I thought of the red-blooded Miss West, who had always lived and had no doubts but what she would always live.  I thought of the killing and driving and music-loving Mr. Pike.  Many a haler remnant than he had gone down on a last voyage.  As for Captain West, he did not count.  He was too neutral a being, too far away, a sort of favoured passenger who had nothing to do but serenely and passively exist in some Nirvana of his own creating.

Next I remembered the self-wounded Greek, sewed up by Mr. Pike and lying gibbering between the steel walls of the ’midship-house.  This picture almost decided me, for in my fevered imagination he typified the whole mad, helpless, idiotic crew.  Certainly I could go back to Baltimore .  Thank God I had the money to humour my whims.  Had not Mr. Pike told me, in reply to a question, that he estimated the running expenses of the Elsinore at two hundred dollars a day?  I could afford to pay two hundred a day, or two thousand, for the several days that might be necessary to get me back to the land, to a pilot tug, or any inbound craft to Baltimore .

I was quite wholly of a mind to go down and rout out Captain West to tell him my decision, when another presented itself: Then are you, the thinker and philosopher, the world-sick one, afraid to go down, to cease in the darkness ?  Bah!  My own pride in my life-pridelessness saved Captain West’s sleep from interruption.  Of course I would go on with the adventure, if adventure it might be called, to go sailing around Cape Horn with a shipload of fools and lunatics—and worse; for I remembered the three Babylonish and Semitic ones who had aroused Mr. Pike’s ire and who had laughed so terribly and silently.

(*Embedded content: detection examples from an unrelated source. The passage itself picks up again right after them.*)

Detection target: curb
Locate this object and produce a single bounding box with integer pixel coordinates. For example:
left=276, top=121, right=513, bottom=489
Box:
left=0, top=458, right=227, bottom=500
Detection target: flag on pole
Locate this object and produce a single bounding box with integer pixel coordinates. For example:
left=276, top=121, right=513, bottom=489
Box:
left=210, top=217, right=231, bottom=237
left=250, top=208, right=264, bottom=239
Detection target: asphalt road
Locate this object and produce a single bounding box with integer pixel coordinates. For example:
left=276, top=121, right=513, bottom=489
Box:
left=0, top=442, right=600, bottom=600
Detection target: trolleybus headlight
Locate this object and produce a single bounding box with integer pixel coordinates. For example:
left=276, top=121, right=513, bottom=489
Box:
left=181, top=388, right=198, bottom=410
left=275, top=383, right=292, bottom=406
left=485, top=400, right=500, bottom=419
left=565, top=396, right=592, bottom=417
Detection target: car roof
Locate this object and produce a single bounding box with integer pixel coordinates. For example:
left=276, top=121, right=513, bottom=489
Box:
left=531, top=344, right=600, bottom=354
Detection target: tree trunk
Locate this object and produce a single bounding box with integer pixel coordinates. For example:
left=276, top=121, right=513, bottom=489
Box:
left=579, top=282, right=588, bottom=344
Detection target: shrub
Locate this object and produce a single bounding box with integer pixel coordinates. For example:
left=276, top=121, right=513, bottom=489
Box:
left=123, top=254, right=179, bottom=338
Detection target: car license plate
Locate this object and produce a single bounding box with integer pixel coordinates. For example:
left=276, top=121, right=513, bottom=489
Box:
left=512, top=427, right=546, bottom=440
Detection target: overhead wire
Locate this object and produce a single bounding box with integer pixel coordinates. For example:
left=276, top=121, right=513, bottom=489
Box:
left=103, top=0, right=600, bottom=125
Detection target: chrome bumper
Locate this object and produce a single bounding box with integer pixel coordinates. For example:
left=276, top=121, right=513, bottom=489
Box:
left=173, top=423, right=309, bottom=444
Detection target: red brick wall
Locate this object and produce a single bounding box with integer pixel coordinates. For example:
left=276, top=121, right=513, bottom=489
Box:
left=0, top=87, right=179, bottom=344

Night thoughts!  Sleepless thoughts!  I dismissed them all and started below, chilled through by the cold.  But at the chart-room door I encountered Mr. Mellaire.

“A pleasant evening, sir,” he greeted me.  “A pity there’s not a little wind to help us off the land.”

“What do you think of the crew?” I asked, after a moment or so.

Mr. Mellaire shrugged his shoulders.

“I’ve seen many queer crews in my time, Mr. Pathurst.  But I never saw one as queer as this—boys, old men, cripples and—you saw Tony the Greek go overboard yesterday?  Well, that’s only the beginning.  He’s a sample.